A detail of Lebron James’ shoes before his first NBA game, Oct. 29, 2003, against the Kings at Arco Arena in Sacramento.

Jed Jacobsohn/Getty Images

Shoe: Nike Air Zoom Generation

Year: 2003

Original retail price: $110

2017 price, accounting for inflation: $146

What the ZO2 Primes would’ve cost back then: $372

The most expensive basketball sneaker Nike has ever released was a part of LeBron James’ signature line. At a price of $315, the Nike LeBron X Plus, equipped with motion-sensor technology, released in 2012, when James became the only other player in history besides Jordan to win the NBA MVP award, an NBA championship, NBA Finals MVP and an Olympic gold medal in the same year. That meant, as hefty as the price was, the red-white-blue-and-gold LeBron Xs were essentially a collectors’ item. The same was the case for James’ first Nike sneaker, the Nike Air Zoom Generation, until the shoes were retroed in 2017 for $170 a pair at retail. If Nike and LeBron James, the future GOAT, can bring back a pair of shoes after nearly 15 years for less than $200, Big Baller Brand and Lonzo Ball can at least charge less than $200 … for flip-flops. Like, c’mon, son.

Kyrie Irving

The shoes of Cleveland Cavaliers point guard Kyrie Irving before the game against the Brooklyn Nets on Dec. 19, 2014, at Quicken Loans Arena in Cleveland.

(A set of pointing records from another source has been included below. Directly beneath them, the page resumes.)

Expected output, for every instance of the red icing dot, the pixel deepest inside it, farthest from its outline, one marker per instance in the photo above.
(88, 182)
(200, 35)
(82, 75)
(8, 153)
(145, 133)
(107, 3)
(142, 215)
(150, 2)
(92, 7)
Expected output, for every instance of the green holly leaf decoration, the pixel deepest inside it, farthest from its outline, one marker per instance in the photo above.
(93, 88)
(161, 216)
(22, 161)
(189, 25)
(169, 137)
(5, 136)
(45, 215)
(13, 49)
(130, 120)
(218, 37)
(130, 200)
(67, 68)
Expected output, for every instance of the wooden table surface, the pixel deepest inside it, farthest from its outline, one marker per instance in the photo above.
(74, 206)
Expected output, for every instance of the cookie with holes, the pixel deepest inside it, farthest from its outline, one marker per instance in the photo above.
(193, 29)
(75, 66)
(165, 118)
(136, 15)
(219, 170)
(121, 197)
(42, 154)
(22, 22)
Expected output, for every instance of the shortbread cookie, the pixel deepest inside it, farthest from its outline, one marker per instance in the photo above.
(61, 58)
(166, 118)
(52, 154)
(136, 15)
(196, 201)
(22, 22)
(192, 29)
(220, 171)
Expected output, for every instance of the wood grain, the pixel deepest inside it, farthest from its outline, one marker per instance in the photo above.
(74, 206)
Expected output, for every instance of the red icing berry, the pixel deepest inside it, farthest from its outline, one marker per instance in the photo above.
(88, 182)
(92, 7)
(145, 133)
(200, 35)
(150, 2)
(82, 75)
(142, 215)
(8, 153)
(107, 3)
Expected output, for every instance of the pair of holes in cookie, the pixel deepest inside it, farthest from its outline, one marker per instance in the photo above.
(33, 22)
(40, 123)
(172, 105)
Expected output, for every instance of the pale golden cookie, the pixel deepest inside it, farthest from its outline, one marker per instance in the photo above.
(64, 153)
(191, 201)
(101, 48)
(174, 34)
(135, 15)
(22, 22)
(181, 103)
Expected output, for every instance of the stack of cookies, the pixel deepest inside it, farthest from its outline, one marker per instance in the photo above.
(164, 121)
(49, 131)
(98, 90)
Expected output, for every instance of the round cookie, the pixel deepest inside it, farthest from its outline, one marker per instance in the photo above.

David Liam Kyle/NBAE via Getty Images

Shoe: Nike Kyrie 1

Year: 2014

Retail: $110

2017 price, accounting for inflation: $115

What the ZO2 Primes would’ve cost back then: $475

Kyrie Irving’s first signature shoe, the Nike Kyrie 1: $110. The Kyrie 2 : $125. The Kyrie 3: $120. Realizing that you could buy all three pairs of the four-time All-Star and NBA champion’s sneakers for less than one pair of Lonzo Ball’s ZO2 Primes: priceless.

Stephen Curry

A detailed view of the Under Armour basketball shoes worn by Stephen Curry of the Golden State Warriors against the Miami Heat at ORACLE Arena on Jan. 14, 2015, in Oakland, California.

Thearon W. Henderson/Getty Images

Shoe: Under Armour Curry One

Year: 2015

Retail: $120

2017 price, accounting for inflation: $124

What the ZO2 Primes would’ve cost back then: $479

Stephen Curry — an NBA champion, two-time league MVP and the greatest shooter basketball has ever seen — didn’t get his first signature shoe until six years into his career. By then, in January 2015 (before he won MVP and his first title), the Under Armour Curry One debuted at a reasonable $120. After years as a Nike-endorsed athlete (though the company never gave him a signature shoe and dropped the ball big-time on signing him long term), Curry took a chance with Under Armour and has since put the company on the map in the domain of basketball shoes and apparel. Curry, on the court and through sneakers, is a prime representation of the notion that good things come to those who wait. Don’t tell the Balls that, though.

Aaron Dodson is an assistant editor at The Undefeated. Often mistaken for Aaron Dobson of the New England Patriots, he is one letter away from being an NFL wide receiver.